I notice in a recent volume of Western memoirs that Blaisedell is spoken of as more a semi-fictional hero than an actual man. But he was a man: I can attest to that, who have seen him eat and drink, and breathe and bleed. And despite the fictions of Bane and his ilk, there have not been many like him, nor like Morgan, nor McQuown, nor John Gannon.

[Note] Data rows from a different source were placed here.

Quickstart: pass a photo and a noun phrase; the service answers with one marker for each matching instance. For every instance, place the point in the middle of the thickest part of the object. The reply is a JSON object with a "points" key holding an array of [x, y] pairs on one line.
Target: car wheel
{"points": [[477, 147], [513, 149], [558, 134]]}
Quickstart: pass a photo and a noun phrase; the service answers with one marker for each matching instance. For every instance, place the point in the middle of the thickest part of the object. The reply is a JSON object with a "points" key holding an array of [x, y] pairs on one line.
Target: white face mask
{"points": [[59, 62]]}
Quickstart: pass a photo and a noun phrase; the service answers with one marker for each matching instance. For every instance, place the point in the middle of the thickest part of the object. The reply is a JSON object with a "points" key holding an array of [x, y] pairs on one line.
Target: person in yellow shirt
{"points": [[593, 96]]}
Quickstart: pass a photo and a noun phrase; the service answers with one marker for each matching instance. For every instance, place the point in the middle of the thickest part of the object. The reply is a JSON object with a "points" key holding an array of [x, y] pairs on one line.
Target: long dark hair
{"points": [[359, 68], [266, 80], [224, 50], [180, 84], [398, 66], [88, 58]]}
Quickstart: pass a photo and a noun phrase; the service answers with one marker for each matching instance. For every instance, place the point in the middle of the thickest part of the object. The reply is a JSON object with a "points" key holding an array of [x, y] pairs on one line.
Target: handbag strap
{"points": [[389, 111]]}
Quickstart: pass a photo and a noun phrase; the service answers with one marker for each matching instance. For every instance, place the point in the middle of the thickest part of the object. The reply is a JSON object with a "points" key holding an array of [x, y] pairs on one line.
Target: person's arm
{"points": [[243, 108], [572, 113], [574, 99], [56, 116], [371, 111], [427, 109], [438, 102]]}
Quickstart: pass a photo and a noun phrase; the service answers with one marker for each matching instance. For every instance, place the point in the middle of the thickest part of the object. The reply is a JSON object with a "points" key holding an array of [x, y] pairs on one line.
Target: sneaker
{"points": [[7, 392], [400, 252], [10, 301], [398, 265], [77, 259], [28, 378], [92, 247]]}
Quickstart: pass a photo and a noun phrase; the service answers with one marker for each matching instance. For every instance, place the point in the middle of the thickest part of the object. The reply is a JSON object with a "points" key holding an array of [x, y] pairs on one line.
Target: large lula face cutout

But sometimes I feel as perhaps you may feel, looking back on the stories of these men I told you about when you were a “young ’un”—that I myself was a fictionalizer with an imagination as active as that of Bane, or that in my own mind (as old men will do!) I had gradually stylized and simplified those happenings, that I had fancifully glorified those people, and sought to give them superhuman stature.

I cry out in pain that it is not so, and at the same time come to doubt myself. But I kept a journal through those years, and although the ink is fading on the yellowing pages, it is all still legible. One of these days, if you are interested beyond merely seeking to bulwark your arguments with a classmate, those pages shall be yours.

Now that your letter has caused me to call to memory all those people and those years, I find myself wishing most intensely that I had left to me Time and the powers to flesh out my journals into a True History of Warlock, in all its ramifications, before the man who was Blaisedell, and the other men and women, and the town in which they lived, are totally obscured. ..


[1] Gavin Sands, Goodpasture’s grandson.